A Força Aérea Brasileira realiza o exercício conjunto Escudo-Tínia 2026 em Anápolis com estreia do F-39 Gripen no treinamento
A Força Aérea Brasileira (FAB) realizará, entre 11 e 29 de maio, na Base Aérea de Anápolis, o exercício conjunto Escudo-Tínia, treinamento operacional que reunirá diferentes vetores aéreos e estruturas de defesa com foco na interoperabilidade entre as Forças Armadas.
Pela primeira vez, o caça F-39 Gripen participará do exercício, que também será realizado pela primeira vez na região Centro-Oeste.
O treinamento envolve ainda aeronaves dos modelos A-1M, A-29 Super Tucano, F-5M, E-99, KC-390 Millennium e C-105 Amazonas, além de unidades de defesa antiaérea, infantaria, comando e controle, comunicações, saúde operacional e defesa cibernética. Segundo a FAB, o objetivo é elevar a capacidade de resposta militar em cenários de alta complexidade e consolidar o preparo operacional conjunto.
Primeira edição no Centro-Oeste
Historicamente, o exercício era sediado nas Bases Aéreas de Canoas e Santa Maria, ambas no Rio Grande do Sul. Em 2026, a escolha da Base Aérea de Anápolis acompanha o início das operações do F-39 Gripen na unidade e amplia o papel estratégico da instalação no sistema de defesa aérea brasileiro.
Anápolis passa a concentrar um adestramento técnico que envolve desde aeronaves de combate e alerta aéreo antecipado até transporte tático, evacuação aeromédica e operações de defesa cibernética.

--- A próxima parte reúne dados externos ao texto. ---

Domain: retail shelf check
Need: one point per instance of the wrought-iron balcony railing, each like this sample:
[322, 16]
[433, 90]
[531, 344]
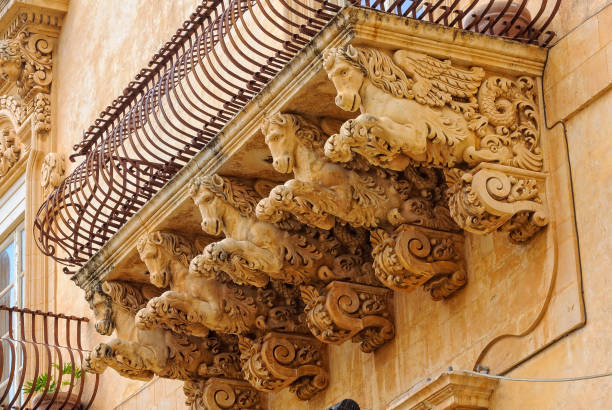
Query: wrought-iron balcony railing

Coordenação entre comandos
Neste ano, o exercício conjunto ficará sob responsabilidade conjunta do Comando de Operações Aeroespaciais (Comae), do Comando de Preparo (Comprep) e da própria Base Aérea de Anápolis.
De acordo com a FAB, a condução integrada busca manter, consolidar e aprimorar capacidades operacionais de emprego, com execução de ações planejadas para avaliar desempenho, validar procedimentos e elevar o nível de prontidão da Força Aérea.
O exercício conjunto também tem como finalidade fortalecer a atuação coordenada entre Exército Brasileiro, Marinha do Brasil e Comando da Aeronáutica, ampliando a capacidade de resposta em operações conjuntas.
Missões previstas
As unidades participantes serão adestradas em diferentes Ações de Força Aérea, contemplando cenários de combate, defesa e apoio logístico.
Entre as atividades previstas estão Apoio Aéreo Aproximado, Assalto Aeroterrestre, Ataque, Defesa Aérea, Defesa Antiaérea, Defesa Cibernética, Controle e Alarme em Voo, Escolta, Evacuação Aeromédica, Exfiltração Aérea, Infiltração Aérea, Reconhecimento Armado, Reconhecimento Aeroespacial, Ressuprimento Aéreo e Supressão de Defesas Aéreas Inimigas.
Também fazem parte do escopo operacional ações como Controle Aéreo Avançado, Guiamento Aéreo Avançado, Posto de Comunicação Aeroespacial e Autodefesa de Superfície.
Objetivo
Segundo a FAB, os objetivos do exercício foram definidos para atender às necessidades de treinamento e capacitação diante dos desafios relacionados ao emprego do poder militar em situações de crise e operações militares complexas.
A proposta é manter os níveis de preparo exigidos pela Força Aérea Brasileira, além de promover integração operacional e validação de protocolos em ambiente de alta exigência tática.